Cancer Research Center, Shahid Beheshti University of Medical Sciences, Tehran, Iran.
Sci Rep. 2024 Dec 3;14(1):30147. doi: 10.1038/s41598-024-81734-y.
Breast cancer is one of the most prevalent cancers with an increasing trend in both incidence and mortality rates in Iran. Survival analysis is a pivotal measure in setting appropriate care plans. To the best of our knowledge, this study is pioneering in Iran, introducing a multi-method approach using a Deep Neural Network (DNN) and 11 conventional machine learning (ML) methods to predict the 5 year survival of women with breast cancer. Supplying data from two centers comprising a total of 2644 records and incorporating external validation further distinguishes the study. Thirty-four features were selected based on a literature review and common variables in both datasets. Feature selection was also performed using a p value criterion (< 0.05) and a survey involving oncologists. A total of 108 models were trained. According to external validation, the DNN model trained with the Shiraz dataset, considering all features, exhibited the highest accuracy (85.56%). While the DNN model showed superior accuracy in external validation, it did not consistently achieve the highest performance across all evaluation metrics. Notably, models trained with the Shiraz dataset outperformed those trained with the Tehran dataset, possibly due to the lower number of missing values in the Shiraz dataset.

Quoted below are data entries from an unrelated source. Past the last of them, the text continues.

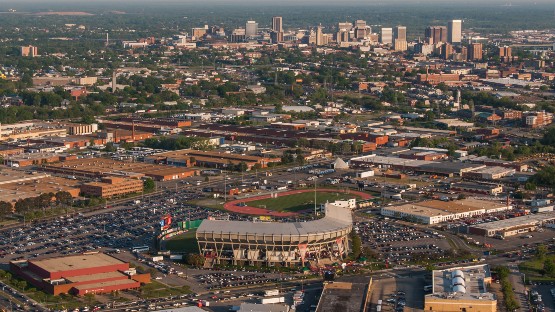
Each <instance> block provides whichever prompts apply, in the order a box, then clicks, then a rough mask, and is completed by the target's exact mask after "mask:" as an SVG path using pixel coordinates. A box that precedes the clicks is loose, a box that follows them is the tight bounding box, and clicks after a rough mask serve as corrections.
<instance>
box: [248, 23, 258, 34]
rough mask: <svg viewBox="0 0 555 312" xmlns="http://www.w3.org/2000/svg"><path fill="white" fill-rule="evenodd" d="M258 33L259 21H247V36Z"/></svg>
mask: <svg viewBox="0 0 555 312" xmlns="http://www.w3.org/2000/svg"><path fill="white" fill-rule="evenodd" d="M257 34H258V23H257V22H255V21H247V24H246V25H245V36H247V37H254V36H256V35H257Z"/></svg>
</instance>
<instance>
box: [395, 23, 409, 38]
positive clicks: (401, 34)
mask: <svg viewBox="0 0 555 312" xmlns="http://www.w3.org/2000/svg"><path fill="white" fill-rule="evenodd" d="M393 39H395V40H404V41H407V27H405V26H397V27H395V28H394V29H393Z"/></svg>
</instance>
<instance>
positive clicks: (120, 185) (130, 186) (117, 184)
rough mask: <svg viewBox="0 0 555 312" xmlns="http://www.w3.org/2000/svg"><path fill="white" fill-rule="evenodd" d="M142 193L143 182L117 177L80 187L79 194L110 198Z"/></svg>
mask: <svg viewBox="0 0 555 312" xmlns="http://www.w3.org/2000/svg"><path fill="white" fill-rule="evenodd" d="M142 191H143V181H142V180H137V179H126V178H119V177H107V178H103V179H102V180H101V181H100V182H90V183H85V184H83V185H81V192H82V193H83V194H85V195H89V196H97V197H102V198H111V197H115V196H121V195H126V194H133V193H140V192H142Z"/></svg>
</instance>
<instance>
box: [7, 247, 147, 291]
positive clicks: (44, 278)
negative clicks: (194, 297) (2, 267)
mask: <svg viewBox="0 0 555 312" xmlns="http://www.w3.org/2000/svg"><path fill="white" fill-rule="evenodd" d="M10 271H11V272H13V273H14V274H16V275H17V276H19V277H21V278H23V279H25V280H26V281H27V282H29V283H30V284H32V285H33V286H35V287H37V288H39V289H42V290H43V291H44V292H46V293H48V294H51V295H60V294H67V293H70V294H74V295H79V296H82V295H86V294H90V293H92V294H100V293H110V292H112V291H120V290H127V289H136V288H139V287H140V286H141V284H146V283H150V274H137V272H136V270H135V269H131V268H130V267H129V263H126V262H123V261H120V260H118V259H116V258H113V257H111V256H108V255H106V254H102V253H96V254H83V255H76V256H69V257H59V258H49V259H42V260H21V261H12V262H10Z"/></svg>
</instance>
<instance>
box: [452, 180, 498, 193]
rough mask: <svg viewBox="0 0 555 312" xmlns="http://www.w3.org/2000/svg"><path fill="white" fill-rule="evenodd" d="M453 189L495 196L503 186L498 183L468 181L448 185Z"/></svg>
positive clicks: (466, 191) (461, 190)
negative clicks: (466, 181)
mask: <svg viewBox="0 0 555 312" xmlns="http://www.w3.org/2000/svg"><path fill="white" fill-rule="evenodd" d="M449 188H450V189H451V190H453V191H458V192H468V193H476V194H485V195H493V196H497V195H499V194H501V193H503V186H502V185H500V184H480V183H470V182H459V183H453V184H451V185H450V186H449Z"/></svg>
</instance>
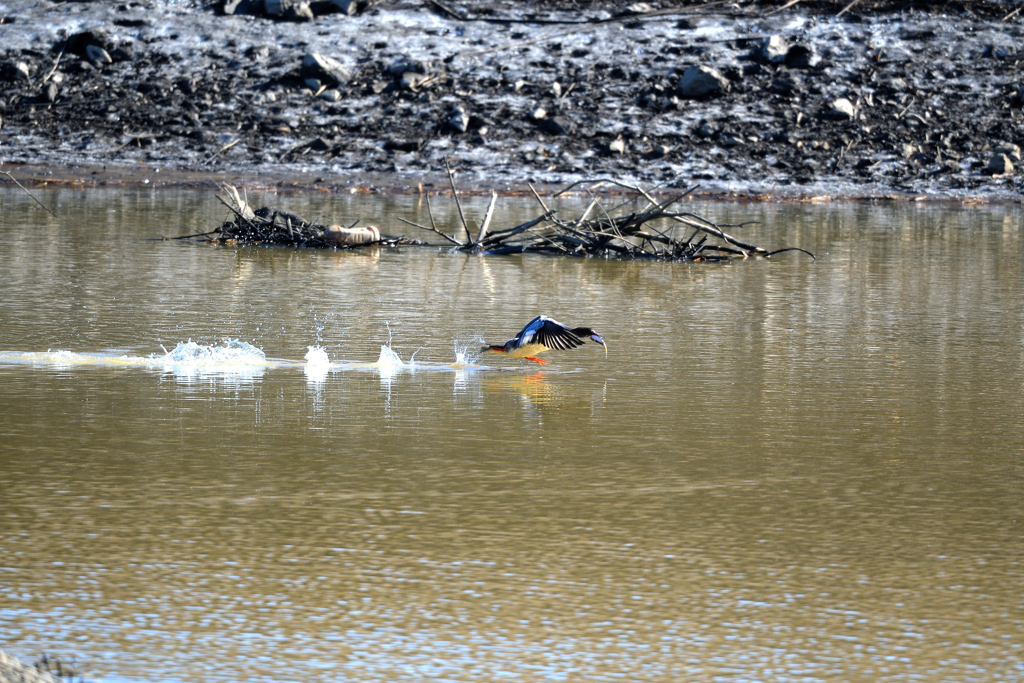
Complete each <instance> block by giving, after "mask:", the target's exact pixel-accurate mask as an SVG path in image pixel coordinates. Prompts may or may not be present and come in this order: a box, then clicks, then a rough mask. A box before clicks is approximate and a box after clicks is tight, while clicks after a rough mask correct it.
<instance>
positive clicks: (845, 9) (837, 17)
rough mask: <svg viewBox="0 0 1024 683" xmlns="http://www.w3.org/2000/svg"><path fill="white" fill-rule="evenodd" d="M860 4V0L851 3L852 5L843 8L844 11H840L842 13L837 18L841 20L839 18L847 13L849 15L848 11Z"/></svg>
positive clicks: (857, 0)
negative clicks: (844, 14) (859, 3)
mask: <svg viewBox="0 0 1024 683" xmlns="http://www.w3.org/2000/svg"><path fill="white" fill-rule="evenodd" d="M858 2H860V0H853V2H851V3H850V4H848V5H847V6H846V7H844V8H843V9H842V10H841V11H840V13H839V14H837V15H836V18H839V17H840V16H842V15H843V14H846V13H847V12H848V11H849V10H850V8H851V7H853V6H854V5H855V4H857V3H858Z"/></svg>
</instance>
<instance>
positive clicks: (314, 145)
mask: <svg viewBox="0 0 1024 683" xmlns="http://www.w3.org/2000/svg"><path fill="white" fill-rule="evenodd" d="M309 148H310V150H311V151H312V152H327V151H328V150H330V148H331V144H330V143H329V142H328V141H327V140H325V139H324V138H323V137H317V138H315V139H313V140H311V141H310V142H309Z"/></svg>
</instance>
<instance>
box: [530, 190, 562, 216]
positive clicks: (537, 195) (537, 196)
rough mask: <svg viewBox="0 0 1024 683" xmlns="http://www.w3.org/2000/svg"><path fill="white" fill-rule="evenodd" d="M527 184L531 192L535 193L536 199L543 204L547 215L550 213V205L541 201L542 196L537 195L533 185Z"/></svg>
mask: <svg viewBox="0 0 1024 683" xmlns="http://www.w3.org/2000/svg"><path fill="white" fill-rule="evenodd" d="M527 184H528V185H529V191H531V193H534V197H536V198H537V201H538V202H540V203H541V207H542V208H543V209H544V212H545V213H548V212H550V211H551V209H549V208H548V205H547V204H545V203H544V200H542V199H541V196H540V195H538V194H537V188H536V187H534V185H532V183H527ZM555 197H558V195H555Z"/></svg>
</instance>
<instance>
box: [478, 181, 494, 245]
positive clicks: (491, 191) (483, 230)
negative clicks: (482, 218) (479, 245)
mask: <svg viewBox="0 0 1024 683" xmlns="http://www.w3.org/2000/svg"><path fill="white" fill-rule="evenodd" d="M497 201H498V193H496V191H495V190H493V189H492V190H490V203H489V204H488V205H487V210H486V212H484V214H483V222H482V223H480V232H479V234H477V236H476V242H477V244H479V243H481V242H483V236H485V234H486V233H487V227H488V226H489V225H490V219H492V218H493V217H494V215H495V203H496V202H497Z"/></svg>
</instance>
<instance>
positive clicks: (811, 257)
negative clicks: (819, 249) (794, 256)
mask: <svg viewBox="0 0 1024 683" xmlns="http://www.w3.org/2000/svg"><path fill="white" fill-rule="evenodd" d="M784 251H800V252H804V253H805V254H807V255H808V256H810V257H811V258H813V259H814V260H815V261H816V260H818V259H816V258H814V254H812V253H811V252H809V251H807V250H806V249H801V248H800V247H786V248H785V249H776V250H775V251H771V252H768V253H767V254H765V258H768V257H769V256H774V255H775V254H781V253H782V252H784Z"/></svg>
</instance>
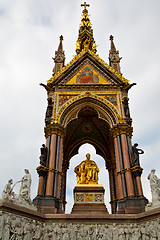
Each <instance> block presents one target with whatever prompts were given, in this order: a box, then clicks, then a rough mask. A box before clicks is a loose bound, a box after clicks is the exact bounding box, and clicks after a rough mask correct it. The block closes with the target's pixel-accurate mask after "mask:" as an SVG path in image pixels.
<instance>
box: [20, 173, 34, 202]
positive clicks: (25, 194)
mask: <svg viewBox="0 0 160 240" xmlns="http://www.w3.org/2000/svg"><path fill="white" fill-rule="evenodd" d="M24 171H25V175H24V177H23V178H22V180H20V181H19V182H21V187H20V190H19V196H18V200H19V202H21V203H23V204H29V205H32V203H31V199H30V187H31V175H30V173H29V170H28V169H25V170H24Z"/></svg>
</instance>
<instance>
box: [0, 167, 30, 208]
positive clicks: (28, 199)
mask: <svg viewBox="0 0 160 240" xmlns="http://www.w3.org/2000/svg"><path fill="white" fill-rule="evenodd" d="M24 171H25V175H24V177H23V178H22V179H21V180H20V181H18V182H16V183H15V184H14V185H13V180H12V179H10V180H9V181H8V183H7V184H6V185H5V187H4V189H3V192H2V200H9V201H12V202H14V203H18V204H20V205H25V206H32V202H31V198H30V188H31V175H30V173H29V170H28V169H25V170H24ZM17 183H21V186H20V190H19V194H15V193H14V191H13V188H14V186H15V185H16V184H17ZM12 185H13V186H12Z"/></svg>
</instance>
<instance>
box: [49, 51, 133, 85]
mask: <svg viewBox="0 0 160 240" xmlns="http://www.w3.org/2000/svg"><path fill="white" fill-rule="evenodd" d="M87 68H88V69H87ZM83 74H84V76H82V75H83ZM87 74H90V77H89V76H88V75H87ZM87 76H88V77H87ZM128 82H129V81H128V80H127V79H125V78H124V77H123V76H122V75H121V74H120V73H118V72H117V71H116V70H115V69H113V68H112V67H111V66H109V65H108V64H107V63H105V62H104V61H103V60H102V59H101V58H100V57H99V56H98V55H97V54H95V53H93V52H91V51H89V52H85V51H82V52H81V53H80V54H78V55H76V56H75V57H74V58H73V59H72V60H71V61H70V62H69V63H68V64H67V65H66V66H64V67H63V68H62V69H61V70H60V71H59V72H57V73H56V74H54V75H53V77H51V78H50V80H48V81H47V83H48V84H49V85H50V84H51V85H57V84H58V85H59V84H60V85H70V84H71V85H73V84H77V85H79V84H80V85H82V84H83V85H84V84H85V85H87V84H116V85H117V84H118V85H119V84H124V83H125V84H128Z"/></svg>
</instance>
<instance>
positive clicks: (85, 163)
mask: <svg viewBox="0 0 160 240" xmlns="http://www.w3.org/2000/svg"><path fill="white" fill-rule="evenodd" d="M90 156H91V155H90V154H89V153H87V154H86V160H85V161H83V162H81V163H80V164H79V165H78V166H77V167H75V169H74V172H75V173H76V177H77V184H98V172H99V168H98V166H97V164H96V163H95V162H94V161H92V160H90Z"/></svg>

乳腺癌是伊朗最常见的癌症之一,其发病率和死亡率呈上升趋势。生存分析是制定适当护理计划的关键措施。据我们所知,本研究在伊朗具有开创性,引入了一种多方法途径,使用深度神经网络(DNN)和11种传统机器学习(ML)方法来预测乳腺癌女性的5年生存率。该研究提供了来自两个中心的共计2644条记录的数据,并纳入外部验证,这进一步凸显了该研究的独特之处。基于文献综述和两个数据集中的常见变量,选择了34个特征。还使用p值标准(<0.05)和一项涉及肿瘤学家的调查进行了特征选择。总共训练了108个模型。根据外部验证,使用设拉子数据集训练的DNN模型,考虑所有特征时,表现出最高的准确率(85.56%)。虽然DNN模型在外部验证中显示出更高的准确率,但它并非在所有评估指标上都始终表现最佳。值得注意的是,使用设拉子数据集训练的模型优于使用德黑兰数据集训练的模型,这可能是由于设拉子数据集中缺失值的数量较少。